Make sure you are actually eating enough in the first place and understand that when you are working out, your body will in fact require more. When we fuel properly, we become more in tune with our hunger and satiety signals, naturally finding that balance. Make sure you are having meals that are comprised of wholesome, nutrient dense foods – plenty of lean protein, non-starchy vegetables for fiber and carbs, and a healthy source of fat. If you’re hungry, honor your hunger cues and eat something that will satisfy your hunger, rather than trying to wait it out.
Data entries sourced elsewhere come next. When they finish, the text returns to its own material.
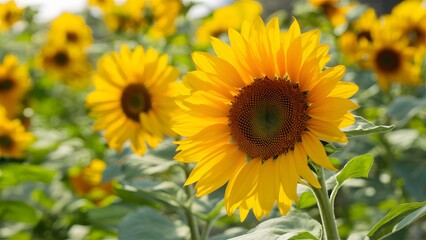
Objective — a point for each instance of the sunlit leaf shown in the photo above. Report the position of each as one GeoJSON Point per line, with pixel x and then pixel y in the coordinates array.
{"type": "Point", "coordinates": [399, 217]}
{"type": "Point", "coordinates": [363, 127]}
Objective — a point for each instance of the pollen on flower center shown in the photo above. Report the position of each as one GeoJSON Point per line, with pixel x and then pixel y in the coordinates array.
{"type": "Point", "coordinates": [5, 142]}
{"type": "Point", "coordinates": [61, 59]}
{"type": "Point", "coordinates": [72, 37]}
{"type": "Point", "coordinates": [5, 84]}
{"type": "Point", "coordinates": [135, 99]}
{"type": "Point", "coordinates": [388, 60]}
{"type": "Point", "coordinates": [267, 118]}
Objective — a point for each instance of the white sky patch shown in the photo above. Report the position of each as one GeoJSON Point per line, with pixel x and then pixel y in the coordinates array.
{"type": "Point", "coordinates": [49, 9]}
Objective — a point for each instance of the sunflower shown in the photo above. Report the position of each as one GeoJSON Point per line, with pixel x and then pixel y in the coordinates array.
{"type": "Point", "coordinates": [164, 13]}
{"type": "Point", "coordinates": [409, 17]}
{"type": "Point", "coordinates": [68, 63]}
{"type": "Point", "coordinates": [392, 59]}
{"type": "Point", "coordinates": [355, 42]}
{"type": "Point", "coordinates": [126, 17]}
{"type": "Point", "coordinates": [87, 182]}
{"type": "Point", "coordinates": [133, 98]}
{"type": "Point", "coordinates": [70, 29]}
{"type": "Point", "coordinates": [13, 137]}
{"type": "Point", "coordinates": [9, 15]}
{"type": "Point", "coordinates": [14, 84]}
{"type": "Point", "coordinates": [256, 111]}
{"type": "Point", "coordinates": [332, 9]}
{"type": "Point", "coordinates": [235, 14]}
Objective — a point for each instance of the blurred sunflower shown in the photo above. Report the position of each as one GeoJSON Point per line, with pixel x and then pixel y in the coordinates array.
{"type": "Point", "coordinates": [235, 14]}
{"type": "Point", "coordinates": [9, 14]}
{"type": "Point", "coordinates": [68, 63]}
{"type": "Point", "coordinates": [14, 84]}
{"type": "Point", "coordinates": [332, 9]}
{"type": "Point", "coordinates": [392, 59]}
{"type": "Point", "coordinates": [14, 140]}
{"type": "Point", "coordinates": [87, 182]}
{"type": "Point", "coordinates": [355, 42]}
{"type": "Point", "coordinates": [164, 13]}
{"type": "Point", "coordinates": [133, 15]}
{"type": "Point", "coordinates": [104, 5]}
{"type": "Point", "coordinates": [70, 29]}
{"type": "Point", "coordinates": [133, 98]}
{"type": "Point", "coordinates": [125, 17]}
{"type": "Point", "coordinates": [409, 17]}
{"type": "Point", "coordinates": [255, 112]}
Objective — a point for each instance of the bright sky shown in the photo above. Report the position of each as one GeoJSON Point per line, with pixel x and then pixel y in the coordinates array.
{"type": "Point", "coordinates": [52, 8]}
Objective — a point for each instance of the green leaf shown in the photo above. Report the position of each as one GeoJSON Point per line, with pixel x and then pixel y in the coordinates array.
{"type": "Point", "coordinates": [13, 174]}
{"type": "Point", "coordinates": [15, 211]}
{"type": "Point", "coordinates": [404, 108]}
{"type": "Point", "coordinates": [358, 166]}
{"type": "Point", "coordinates": [399, 217]}
{"type": "Point", "coordinates": [146, 223]}
{"type": "Point", "coordinates": [363, 127]}
{"type": "Point", "coordinates": [296, 223]}
{"type": "Point", "coordinates": [306, 200]}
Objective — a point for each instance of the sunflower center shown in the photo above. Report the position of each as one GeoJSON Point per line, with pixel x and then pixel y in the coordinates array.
{"type": "Point", "coordinates": [364, 34]}
{"type": "Point", "coordinates": [135, 99]}
{"type": "Point", "coordinates": [416, 36]}
{"type": "Point", "coordinates": [72, 37]}
{"type": "Point", "coordinates": [61, 58]}
{"type": "Point", "coordinates": [388, 60]}
{"type": "Point", "coordinates": [6, 84]}
{"type": "Point", "coordinates": [5, 142]}
{"type": "Point", "coordinates": [268, 117]}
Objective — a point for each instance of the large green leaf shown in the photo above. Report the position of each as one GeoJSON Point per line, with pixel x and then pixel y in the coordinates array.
{"type": "Point", "coordinates": [399, 217]}
{"type": "Point", "coordinates": [357, 167]}
{"type": "Point", "coordinates": [363, 127]}
{"type": "Point", "coordinates": [12, 174]}
{"type": "Point", "coordinates": [146, 223]}
{"type": "Point", "coordinates": [291, 226]}
{"type": "Point", "coordinates": [15, 211]}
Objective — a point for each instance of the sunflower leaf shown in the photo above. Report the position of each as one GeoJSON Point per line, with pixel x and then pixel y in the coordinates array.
{"type": "Point", "coordinates": [363, 127]}
{"type": "Point", "coordinates": [399, 217]}
{"type": "Point", "coordinates": [12, 174]}
{"type": "Point", "coordinates": [358, 166]}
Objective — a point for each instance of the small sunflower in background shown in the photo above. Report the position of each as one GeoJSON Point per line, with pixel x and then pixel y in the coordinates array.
{"type": "Point", "coordinates": [133, 98]}
{"type": "Point", "coordinates": [392, 59]}
{"type": "Point", "coordinates": [254, 113]}
{"type": "Point", "coordinates": [409, 17]}
{"type": "Point", "coordinates": [67, 63]}
{"type": "Point", "coordinates": [157, 17]}
{"type": "Point", "coordinates": [14, 139]}
{"type": "Point", "coordinates": [333, 10]}
{"type": "Point", "coordinates": [87, 182]}
{"type": "Point", "coordinates": [14, 84]}
{"type": "Point", "coordinates": [355, 42]}
{"type": "Point", "coordinates": [101, 4]}
{"type": "Point", "coordinates": [164, 14]}
{"type": "Point", "coordinates": [9, 15]}
{"type": "Point", "coordinates": [70, 29]}
{"type": "Point", "coordinates": [231, 16]}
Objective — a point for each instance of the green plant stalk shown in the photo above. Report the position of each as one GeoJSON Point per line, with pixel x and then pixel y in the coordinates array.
{"type": "Point", "coordinates": [325, 208]}
{"type": "Point", "coordinates": [192, 220]}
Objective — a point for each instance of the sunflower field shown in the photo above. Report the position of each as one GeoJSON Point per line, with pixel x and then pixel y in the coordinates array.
{"type": "Point", "coordinates": [180, 119]}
9. If I want to drop a dress size by New Years…what should I do?
Tips I give everyone – drink plenty of water (we often confuse hunger and dehydration), get at least 7-8 hours of sleep as often as possible, and load up on non-starchy vegetables (like broccoli, carrots, cauliflower, Brussels sprouts, onions, cucumbers, tomatoes, asparagus, leafy greens), lean protein and healthy fats! Bonus tip: take stock of what you are drinking as well! Lattes, wine, beer, sweet tea, sodas, juice, and milk all have calories so be aware of portion sizes and sip accordingly.
10. If I want more energy….what should I do? You Can’t Out-Exercise a Bad Diet
Get some sleep, manage stress, and cut back on refined and added sugars!